Though how do you share film photography? I actually quite like it, it reminds me of when I was little taking pics then taking the film to the camera shop to be processed and wondering how it would come out (think there were digital cameras about but we couldn't afford one) I always enjoyed photography as I've always been creative, was allowed to play with a camera but not with paint 'cos I lived in a hotel!!
What I wish someone had told me when I was young and having a go at photography was: Use Slide Film.

To answer your question, of course it's more laborious to share film. (Or at least, it's more difficult to share film digitally. You could always invite your mates round for a slide show.) Probably teh easiest way to make film photos available on teh internet - if not the cheapest - is to send the roll(s) of film off to somewhere like Peak Imaging in Sheffield, and get them to send you back a box of transparencies plus a CD with professional scans of all the slides. Or you can have a go at scanning them yourself, either with a dedicated slide scanner (quite expensive) or a slide adapter for a flatbed scanner (not as high quailty but still worth a go).

Depends on how much photography you're planning on doing. If you want to take loads and loads of snapshots, forget about film, but instead of a digital SLR you could consider one of the non-SLR digitals. I have a Canon IXUS which is excellent, for example. Not trying to sway you away from a digital SLR, of course, after all I also have one of those! Mine is now quite antiquated as the technology moves so fast, it's a Nikon D70, only a humble 6 megapixels, but you can get some great results, particularly if you 'fill the frame' with one strong subject, eg. someone's face, rather than, say, a landscape shot, which is where a lot more skill is needed to transcend the limitations and eccentricities of digital.

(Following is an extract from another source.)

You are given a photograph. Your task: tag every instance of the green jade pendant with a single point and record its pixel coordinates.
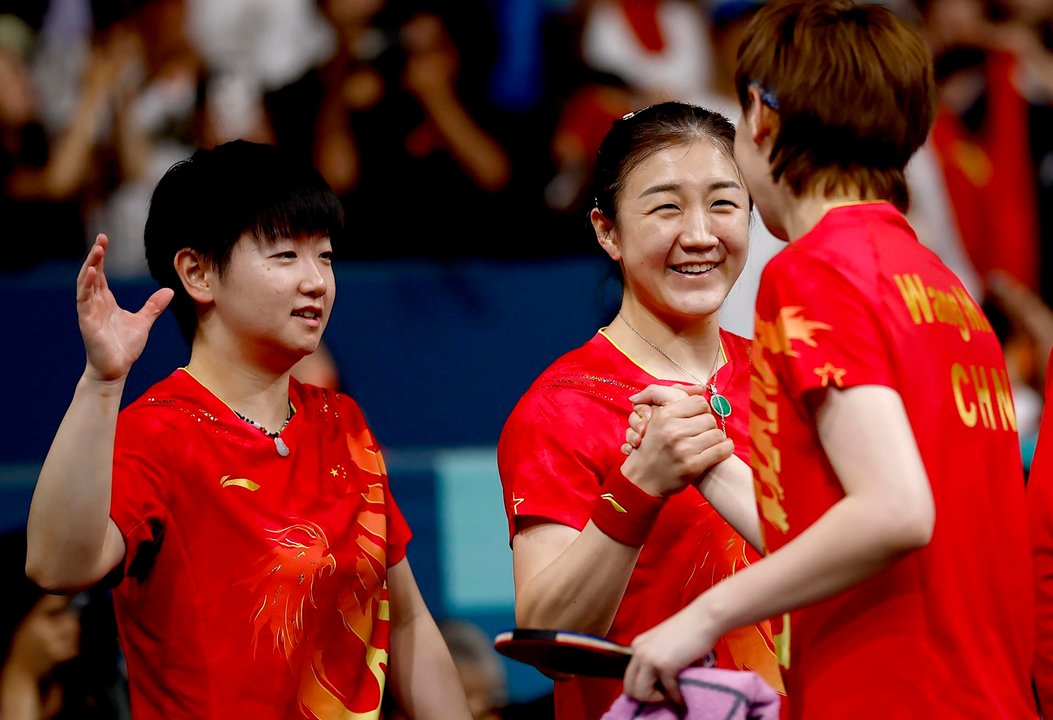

Digital is really good for doing special effects stuff, because you can experiment and experiment and it costs nothing to take another shot, and you get instant feedback so you can make adjustments and keep going. But in a lot of ways the strengths of digital - like instant feedback - are also its greatest weaknesses. Digital takes a lot of the fun and sense of achievement out of film photography. Arguably! And using film feels much more organic. You also tend to slow down, take less shots, take more care over each shot, and so get better results. Maybe!